Ошибись, милуя
Шрифт:
Анисья все время сидела недвижно, тесно сомкнув колени, на опущенных ресницах ее вдруг блеснули и замерцали слезы. Она вытерла их углом головного платка, но за ними навернулись другие — и, сознавая, что не справиться с ними, она, раньше чем встать, отвернулась к двери, а потом быстро поднялась и вышла из спаленки.
Семен поглядел ей вслед и, слабый после болезни, глубоко расстроился: ему показалось, что он по-казенному холодно говорил с нею, не сумел на признания ее отозваться чутким, сердечным словом и, несомненно, обидел ее. Но в ответ на жесткие покаянные мысли в душе Семена появилось настойчивое и согревающее намерение поговорить с Анисьей как-то по-иному, близко, доверительно, чтобы она знала, что и ему живется и думается
Он отошел от окна и вдруг почувствовал возврат усталости, от которой у него так близко под рубахой забилось сердце, что он прикрыл его ладонью и прижал ее левой рукой. «Ну что ж теперь, — ответил он на свою угаданную и прояснившуюся мысль. — Теперь только в работу и никаких увлечений, никаких слабостей. Испил, как говорят, свою чашу до дна».
То ли под влиянием мрачных воспоминаний, притупившихся во время болезни и вдруг внезапно и полно нахлынувших, то ли от желания утешить себя, но на этот раз Семен как-то резко и сурово подумал о Варваре: «Загорелось ей, загорелось. Не дождалась. Привыкла все по-своему, все напоперек. А потом станет раскаиваться. Вот и начнется красивая жизнь. Но как судить? Как винить, когда уже все решилось. Симочка Угарова, Петрова залетка, разве она малой ценой заплатила за свою девичью выходку! Господи милостивый, пошли ты им душевной светлости и равновесия, а казниться они будут сами. Вышло как у святоши, — осудил себя Семен за свои последние слова и тут же уяснил: — Да уж как ни вышло, а на этом и останусь».
XVI
Позимье — время светозарных просторов. Крепкое, свежее, чистое время. Все дали распахнуты настежь, и нет ни окольных дорог и лесов, нету границ и пределов — все без конца и начала залито мятежным светом, и в потоках его не будет спокоя зорким очам пробуждения.
Весна.
Солнце к полудню мешалось с морозом. А тени от домов и заборов делались темней и холоднее. Зато на припеке пахло отсыревшим снегом, и собаки, выбегая на солнце, весело обнюхивались, что-то узнавали и, упав на брюхо, били себя лапами по носу, шалея от пьяного воздуха.
Пришла пора весенним заигрышам.
В голубеющем небе завязывались кучевые облака, еще мутные и растрепанные понизу.
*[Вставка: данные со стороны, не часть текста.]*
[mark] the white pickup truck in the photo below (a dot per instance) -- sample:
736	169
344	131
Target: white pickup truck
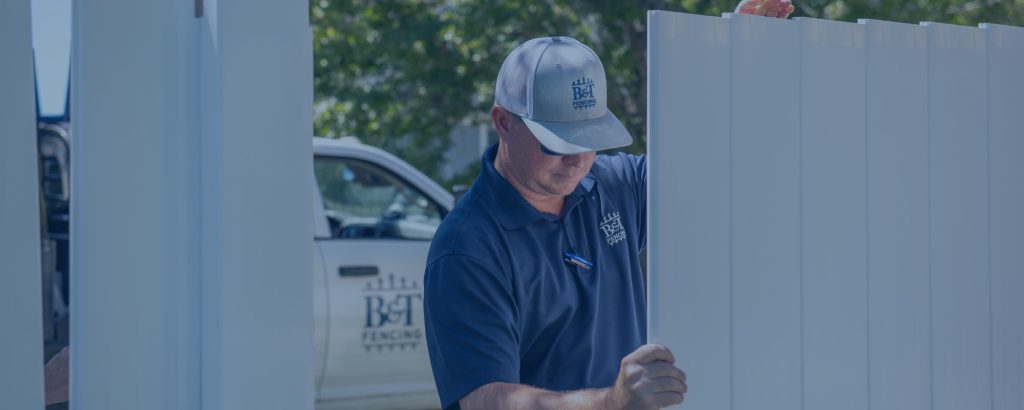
374	217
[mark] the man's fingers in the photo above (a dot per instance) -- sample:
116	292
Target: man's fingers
788	10
662	384
667	399
650	353
771	8
665	369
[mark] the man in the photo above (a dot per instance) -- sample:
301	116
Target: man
534	292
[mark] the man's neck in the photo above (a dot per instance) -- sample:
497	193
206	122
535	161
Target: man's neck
543	203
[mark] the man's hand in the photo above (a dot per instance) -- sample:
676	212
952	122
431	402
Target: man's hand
648	379
768	8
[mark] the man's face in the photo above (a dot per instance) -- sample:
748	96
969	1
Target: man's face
542	173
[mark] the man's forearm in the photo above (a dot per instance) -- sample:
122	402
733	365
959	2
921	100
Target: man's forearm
499	396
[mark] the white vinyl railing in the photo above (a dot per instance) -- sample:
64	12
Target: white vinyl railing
837	212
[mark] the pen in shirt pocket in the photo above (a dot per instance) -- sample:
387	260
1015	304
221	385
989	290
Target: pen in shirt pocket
577	260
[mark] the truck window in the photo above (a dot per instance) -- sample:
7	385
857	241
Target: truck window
363	200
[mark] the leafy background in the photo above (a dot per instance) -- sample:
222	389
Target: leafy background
400	74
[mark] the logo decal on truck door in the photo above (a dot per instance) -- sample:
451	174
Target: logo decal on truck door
390	320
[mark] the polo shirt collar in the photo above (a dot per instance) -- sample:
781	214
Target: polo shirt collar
512	210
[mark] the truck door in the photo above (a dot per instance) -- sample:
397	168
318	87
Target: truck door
380	231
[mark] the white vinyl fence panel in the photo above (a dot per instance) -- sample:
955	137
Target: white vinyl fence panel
836	212
20	293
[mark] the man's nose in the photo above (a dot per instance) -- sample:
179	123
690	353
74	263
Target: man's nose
574	160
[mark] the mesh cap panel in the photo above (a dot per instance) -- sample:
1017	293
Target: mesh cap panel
515	80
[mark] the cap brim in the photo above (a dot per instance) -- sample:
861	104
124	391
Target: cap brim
581	136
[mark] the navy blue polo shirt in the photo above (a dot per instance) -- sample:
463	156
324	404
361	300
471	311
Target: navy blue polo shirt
501	303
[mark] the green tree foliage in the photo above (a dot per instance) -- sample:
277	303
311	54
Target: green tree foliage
400	74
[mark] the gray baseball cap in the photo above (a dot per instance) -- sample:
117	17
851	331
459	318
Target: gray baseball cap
557	85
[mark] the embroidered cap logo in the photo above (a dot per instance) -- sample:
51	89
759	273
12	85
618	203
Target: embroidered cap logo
583	93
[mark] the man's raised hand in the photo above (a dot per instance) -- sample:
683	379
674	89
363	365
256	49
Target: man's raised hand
648	379
769	8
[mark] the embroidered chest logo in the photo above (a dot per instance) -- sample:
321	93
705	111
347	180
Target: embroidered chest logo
612	228
583	93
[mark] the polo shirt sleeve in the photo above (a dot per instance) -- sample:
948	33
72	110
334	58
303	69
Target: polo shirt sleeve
471	326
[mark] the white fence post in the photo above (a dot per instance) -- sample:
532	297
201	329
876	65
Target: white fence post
836	211
20	275
190	229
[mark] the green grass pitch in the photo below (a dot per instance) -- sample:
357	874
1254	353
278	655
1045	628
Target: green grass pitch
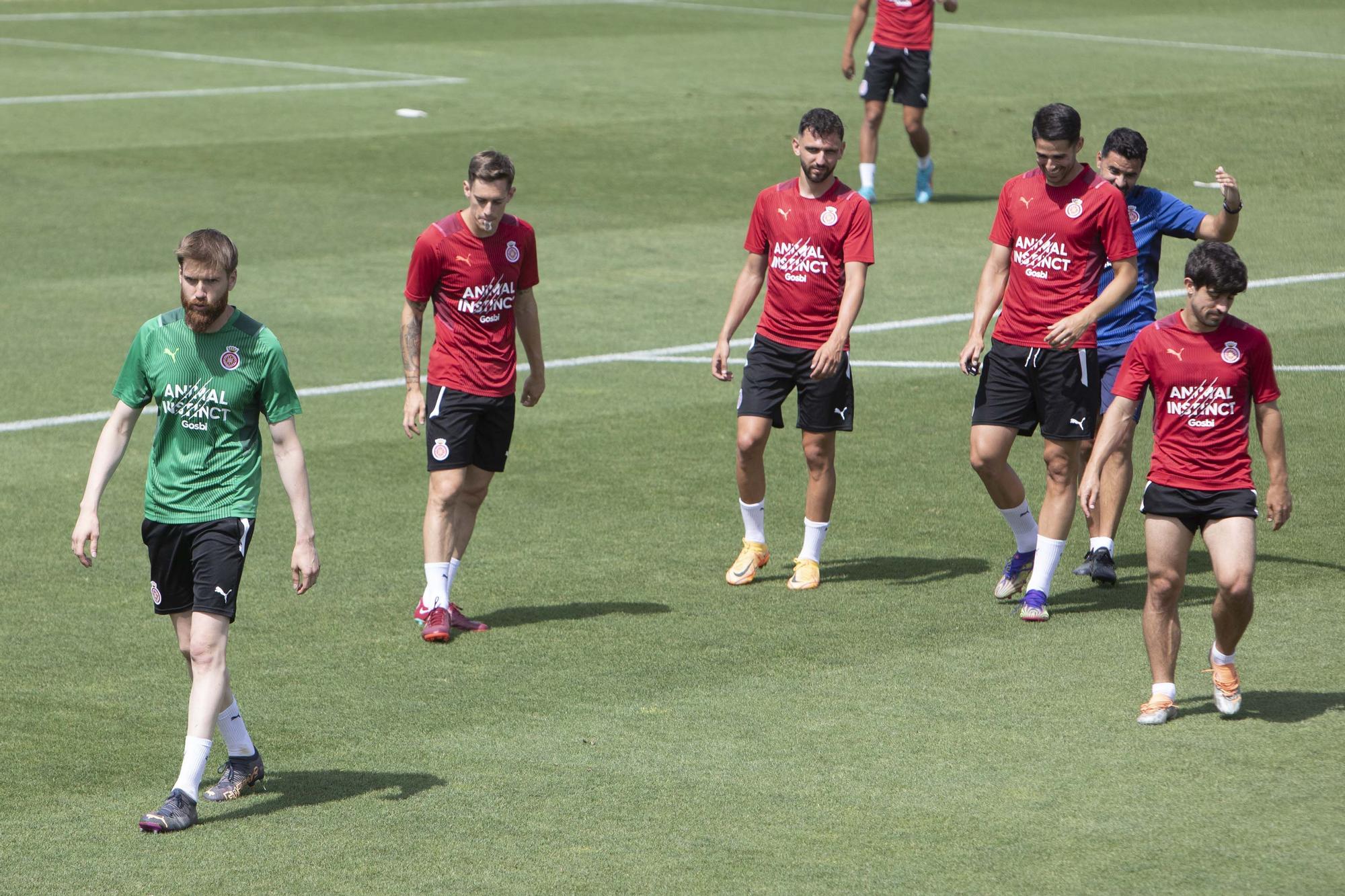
631	724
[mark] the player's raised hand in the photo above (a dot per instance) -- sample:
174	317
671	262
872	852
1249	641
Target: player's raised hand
720	362
87	530
414	412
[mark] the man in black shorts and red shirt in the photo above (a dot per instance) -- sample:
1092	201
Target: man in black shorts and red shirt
1207	370
810	241
478	267
1055	229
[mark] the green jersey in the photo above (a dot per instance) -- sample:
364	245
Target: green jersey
206	459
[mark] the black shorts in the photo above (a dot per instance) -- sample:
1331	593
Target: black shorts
905	73
197	567
773	370
1194	509
465	430
1022	388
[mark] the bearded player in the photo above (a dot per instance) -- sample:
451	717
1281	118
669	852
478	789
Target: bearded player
810	241
1211	373
478	267
213	370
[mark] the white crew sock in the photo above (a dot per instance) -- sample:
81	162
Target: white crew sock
754	521
813	537
1024	526
436	585
194	756
1044	564
1110	544
236	732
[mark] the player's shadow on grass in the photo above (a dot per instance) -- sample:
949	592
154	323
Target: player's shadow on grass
578	610
1273	705
291	790
906	571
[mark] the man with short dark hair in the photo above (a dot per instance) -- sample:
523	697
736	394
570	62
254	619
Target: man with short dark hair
1153	216
810	241
1210	373
212	369
478	267
1055	228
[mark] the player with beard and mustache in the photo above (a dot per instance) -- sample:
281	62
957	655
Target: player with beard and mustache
810	241
213	370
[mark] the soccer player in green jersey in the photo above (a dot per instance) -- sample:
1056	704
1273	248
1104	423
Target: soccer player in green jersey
212	369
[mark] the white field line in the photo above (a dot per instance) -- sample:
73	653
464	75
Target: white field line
672	5
668	356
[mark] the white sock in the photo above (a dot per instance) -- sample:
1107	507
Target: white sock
1044	564
194	756
236	732
1024	526
813	537
754	521
436	585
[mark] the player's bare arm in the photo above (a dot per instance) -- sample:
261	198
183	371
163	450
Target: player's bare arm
1221	228
1109	439
744	294
294	477
529	327
991	292
1066	331
827	360
107	455
1270	425
414	411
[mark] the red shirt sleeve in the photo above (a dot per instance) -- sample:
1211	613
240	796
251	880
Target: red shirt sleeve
1135	370
1118	240
757	241
859	240
1001	232
426	270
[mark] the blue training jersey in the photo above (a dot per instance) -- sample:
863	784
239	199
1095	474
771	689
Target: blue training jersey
1153	216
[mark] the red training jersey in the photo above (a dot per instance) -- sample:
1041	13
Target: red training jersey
1204	385
906	25
1059	240
808	243
474	284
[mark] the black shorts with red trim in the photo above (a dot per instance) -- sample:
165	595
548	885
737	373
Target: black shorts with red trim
1022	388
1192	507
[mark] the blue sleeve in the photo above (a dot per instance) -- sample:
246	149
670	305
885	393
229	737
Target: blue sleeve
1176	218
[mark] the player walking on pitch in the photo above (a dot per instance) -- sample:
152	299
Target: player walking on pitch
810	241
1055	228
898	64
1153	216
1208	370
212	369
478	267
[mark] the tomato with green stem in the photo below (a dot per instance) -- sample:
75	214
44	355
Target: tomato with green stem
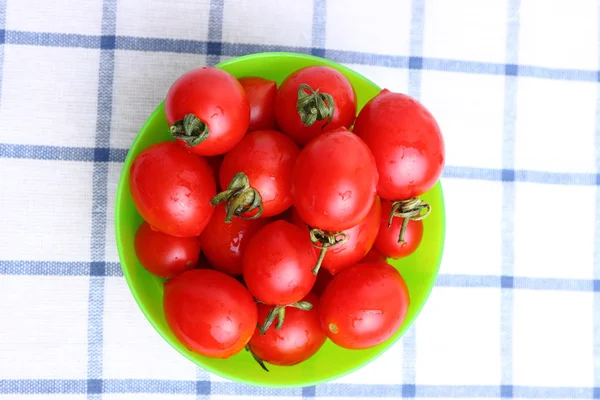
207	111
172	188
313	100
257	174
364	305
409	150
210	312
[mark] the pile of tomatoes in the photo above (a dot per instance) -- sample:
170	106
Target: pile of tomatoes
273	211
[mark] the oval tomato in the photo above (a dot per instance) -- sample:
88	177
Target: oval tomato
299	338
387	238
164	255
262	162
340	195
261	95
171	189
313	100
364	305
406	142
207	110
278	262
225	243
210	312
360	239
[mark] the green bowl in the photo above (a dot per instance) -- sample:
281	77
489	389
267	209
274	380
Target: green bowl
331	362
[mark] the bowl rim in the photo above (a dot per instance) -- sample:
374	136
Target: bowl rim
153	323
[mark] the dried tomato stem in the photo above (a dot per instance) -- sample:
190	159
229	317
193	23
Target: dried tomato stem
240	198
411	209
324	240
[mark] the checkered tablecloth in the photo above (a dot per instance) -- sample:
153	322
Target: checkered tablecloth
514	85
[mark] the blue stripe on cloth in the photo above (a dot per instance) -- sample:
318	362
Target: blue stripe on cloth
508	203
181	387
99	200
596	316
319	28
215	32
347	57
417	36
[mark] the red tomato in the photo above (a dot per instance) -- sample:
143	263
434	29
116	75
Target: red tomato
364	305
224	244
374	255
164	255
360	240
334	181
266	159
387	238
208	111
261	95
406	142
210	312
313	100
277	264
171	189
300	337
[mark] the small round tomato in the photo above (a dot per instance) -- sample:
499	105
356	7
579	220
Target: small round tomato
164	255
334	181
207	110
261	94
360	239
298	339
225	243
278	262
210	312
171	189
364	305
313	100
258	175
387	238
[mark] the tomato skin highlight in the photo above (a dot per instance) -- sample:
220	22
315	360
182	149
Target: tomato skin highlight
340	196
406	142
210	312
171	189
278	262
387	238
364	305
360	240
268	159
299	338
164	255
216	98
261	94
225	243
326	80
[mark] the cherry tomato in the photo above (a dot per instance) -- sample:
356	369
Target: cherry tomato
360	239
210	312
374	255
164	255
261	95
207	110
262	162
300	337
313	100
277	264
334	181
387	238
224	244
406	142
364	305
171	189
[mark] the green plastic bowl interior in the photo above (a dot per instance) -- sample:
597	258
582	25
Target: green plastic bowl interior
419	270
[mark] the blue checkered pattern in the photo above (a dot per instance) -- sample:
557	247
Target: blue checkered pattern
514	85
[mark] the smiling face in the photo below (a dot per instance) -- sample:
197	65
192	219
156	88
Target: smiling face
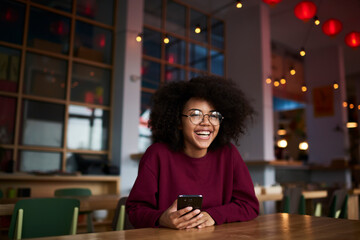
197	138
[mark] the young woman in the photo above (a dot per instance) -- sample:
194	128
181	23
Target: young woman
193	124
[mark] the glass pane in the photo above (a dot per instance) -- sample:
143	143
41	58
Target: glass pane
9	69
90	84
150	75
6	160
33	161
198	19
98	10
63	5
7	119
11	17
42	124
86	163
87	128
175	18
217	63
175	51
144	131
217	33
45	76
152	15
174	74
93	43
152	43
48	31
198	57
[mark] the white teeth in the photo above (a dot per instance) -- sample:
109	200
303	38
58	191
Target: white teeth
203	133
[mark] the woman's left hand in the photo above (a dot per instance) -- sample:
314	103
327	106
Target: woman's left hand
205	221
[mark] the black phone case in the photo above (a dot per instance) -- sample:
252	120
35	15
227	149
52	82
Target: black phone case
194	201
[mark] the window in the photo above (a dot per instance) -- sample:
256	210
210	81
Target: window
55	82
188	54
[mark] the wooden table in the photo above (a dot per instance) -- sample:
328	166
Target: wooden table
89	203
272	226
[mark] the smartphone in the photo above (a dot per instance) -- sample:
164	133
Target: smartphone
194	201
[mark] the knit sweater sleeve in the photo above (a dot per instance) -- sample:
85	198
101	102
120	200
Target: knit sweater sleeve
141	205
244	204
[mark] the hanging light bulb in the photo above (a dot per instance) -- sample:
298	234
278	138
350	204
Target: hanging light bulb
303	88
302	52
197	29
316	21
238	4
139	37
282	143
268	80
283	80
166	39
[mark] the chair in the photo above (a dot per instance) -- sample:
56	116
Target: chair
78	192
338	204
42	217
293	201
121	219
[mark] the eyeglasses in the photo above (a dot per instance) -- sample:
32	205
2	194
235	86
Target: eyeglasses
197	116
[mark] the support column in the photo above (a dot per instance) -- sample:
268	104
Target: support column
248	47
126	93
326	117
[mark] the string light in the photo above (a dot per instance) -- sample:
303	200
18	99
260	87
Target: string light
268	80
283	80
166	39
292	70
276	83
316	21
238	4
302	52
139	37
197	29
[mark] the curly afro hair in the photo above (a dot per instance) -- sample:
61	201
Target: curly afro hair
169	100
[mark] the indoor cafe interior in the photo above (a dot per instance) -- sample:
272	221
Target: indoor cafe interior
77	79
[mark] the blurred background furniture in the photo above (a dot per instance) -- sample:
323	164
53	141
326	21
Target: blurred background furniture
121	219
44	217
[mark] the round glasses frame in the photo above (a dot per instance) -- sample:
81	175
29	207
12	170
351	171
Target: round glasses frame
198	118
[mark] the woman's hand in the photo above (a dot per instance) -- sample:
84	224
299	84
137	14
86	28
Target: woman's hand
176	219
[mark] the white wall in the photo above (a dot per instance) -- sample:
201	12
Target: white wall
126	92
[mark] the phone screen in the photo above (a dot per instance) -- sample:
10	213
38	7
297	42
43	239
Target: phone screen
194	201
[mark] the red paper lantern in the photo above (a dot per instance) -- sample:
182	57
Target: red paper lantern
305	10
332	27
272	2
353	39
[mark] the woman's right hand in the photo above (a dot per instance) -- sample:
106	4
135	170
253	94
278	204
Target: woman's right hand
174	218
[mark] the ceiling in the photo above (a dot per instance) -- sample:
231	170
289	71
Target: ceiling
289	31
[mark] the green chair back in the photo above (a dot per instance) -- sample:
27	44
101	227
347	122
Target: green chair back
121	219
293	201
73	192
68	192
339	204
44	217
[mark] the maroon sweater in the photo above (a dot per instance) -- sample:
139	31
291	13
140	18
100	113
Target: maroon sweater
221	176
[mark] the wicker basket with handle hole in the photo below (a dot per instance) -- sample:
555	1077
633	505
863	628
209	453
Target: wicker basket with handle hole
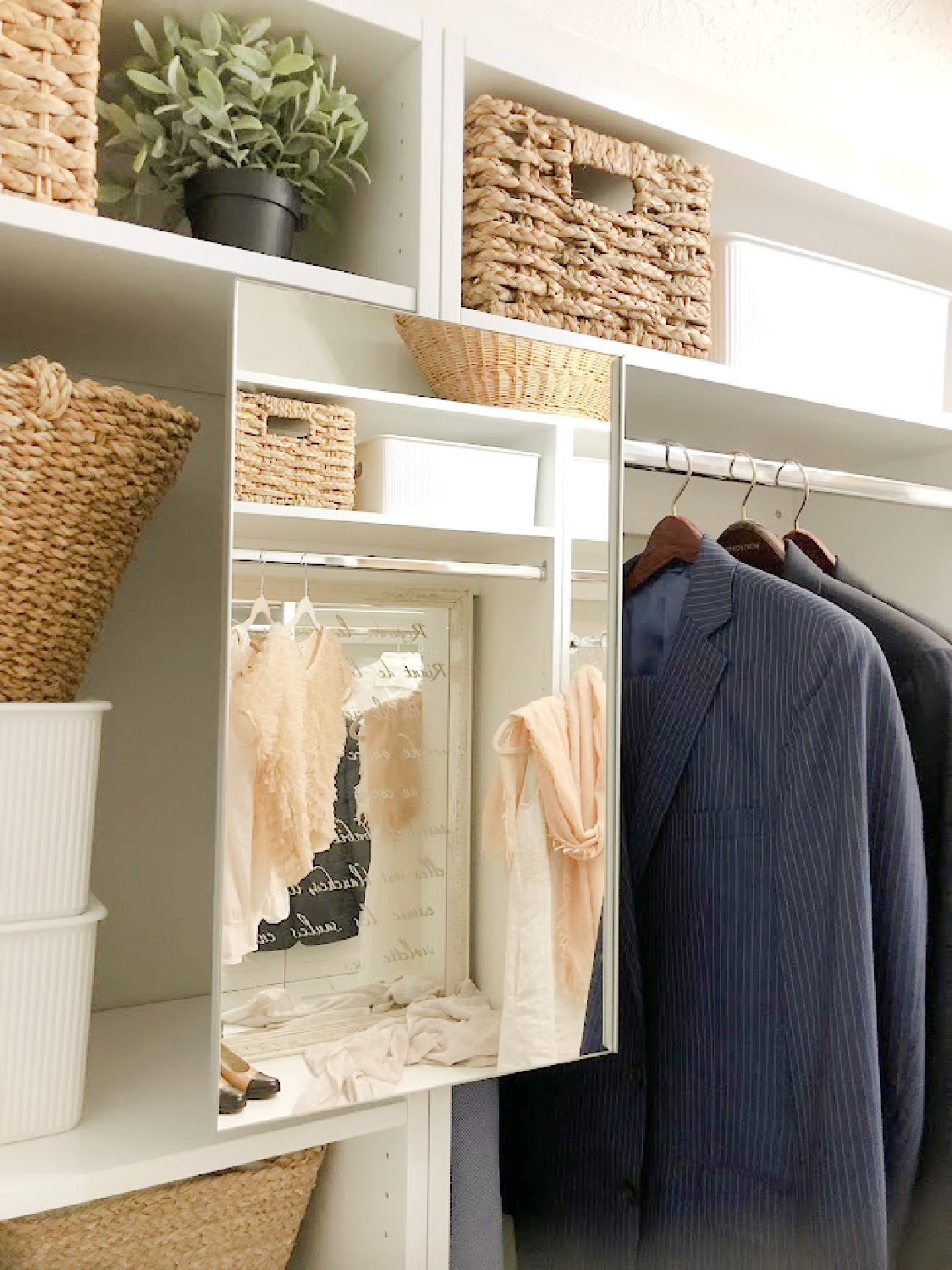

Вороны, забирая одна выше другой, кривляются на своих широких крыльях, мотаются из стороны в сторону, будто серое тряпье, поднятое большим ветром.
Доброе знамение — к теплу.
Синицы в голой обдутой березе тонко и звучно берут звенящую высоту и с дерзкой отвагой возносят хвалу светлым весенним духам.
Лес за Мурзой почернел, словно выступил из снегов, и, глядя на него, одолевает радостная догадка, что в темных хвойниках уже свершился какой-то тайный перелом.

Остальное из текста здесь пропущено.